Two books could not be less alike and I enjoyed them both, but differently…
The Harper’s Quine is one of ten books in a medieval murder mystery series, featuring Gil Cunningham, by Pat McIntosh. It is difficult to say which is first, as there were three published in 2008, which boggles my mind.
It is May Day 1492 in Glasgow, Scotland. Gil Cunningham, a 26-year-old novice lawyer, whose family expects him to enter the priesthood, is enjoying the activities and sights, one of which is a lovely young woman, the daughter of a French mason. However, his mind seems to have a knack for tracking down murderers and his heart does not seem very enthusiastic about being ordained.

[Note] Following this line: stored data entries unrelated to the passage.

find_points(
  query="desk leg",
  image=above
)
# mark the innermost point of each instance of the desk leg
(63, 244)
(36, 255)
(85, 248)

After a harper’s singer is found stabbed, Gil is given the task of finding her killer, who might be a thief. Through interviews and observations, he weeds out irrelevancies to discern method, motive, and opportunity. When another lass is stabbed soon after, more clues are uncovered that do not lead to theft. A third murder brings Gil even closer in the hunt by narrowing down the list of suspects. His investigation puts him in contact with the noble and wealthy, as well as the servants and the poor. It also brings him closer to Alys Mason, who is quite his match even though she’s ten years younger.
McIntosh uses authentic, archaic language throughout and sometimes it impedes the reading. On the other hand, it’s quite interesting and enlightening.
After reading The Harper’s Quine, I was ready for some light-hearted fare and found it in DOG ON IT by Spencer Quinn. It was good fun and I enjoyed the heck out of it. Can’t wait to read the other three, but not all at once. That’s a typical way to get burned out on an author.
Chet the dog is the narrator, which kept me cracked up. His owner/partner is Bernie Little, a private investigator, an ex-husband, and a loving father to young Charlie. Bernie likes to drink a lot; Chet likes to eat a lot and it usually doesn’t really matter what. Bernie used to be a cop; Chet flunked out of K-9 school but could not care less. He has a great nose and ears that Bernie appreciates and depends upon. Plus, he can be a quite ferocious defender and catcher of bad guys. If only he could talk, although he thinks that has not led to good things for humans.
Anyway, one day a divorced, rich woman asks Bernie to find her 16-year-old daughter, Madison, who has only been missing a few hours. She gives him a big check, and Chet helps track her. However, Madison returns home of her own accord just as Bernie is updating her mother, who doesn’t ask for the money back. Two days later the girl disappears again, but it’s a totally different situaion and things start getting mean. Bernie isn’t sure it is a kidnapping, until his tires get slashed and Chet goes missing.
Chet is driven far away to the bad guys’ (Russians) desert hideout, sees Madison, and escapes without his collar. He is found by some bikers, who give him some steak and beer but drop him off at an animal shelter with a policy of killing strays after 72 hours. He is on the gurney, being prepared, when a reporter he and Bernie knows happens to show up and rescue him.
DOG ON IT is about peril and loyalty, humans, and dog sense. Thank you, Mr. Quinn! You made me want to have a dog again.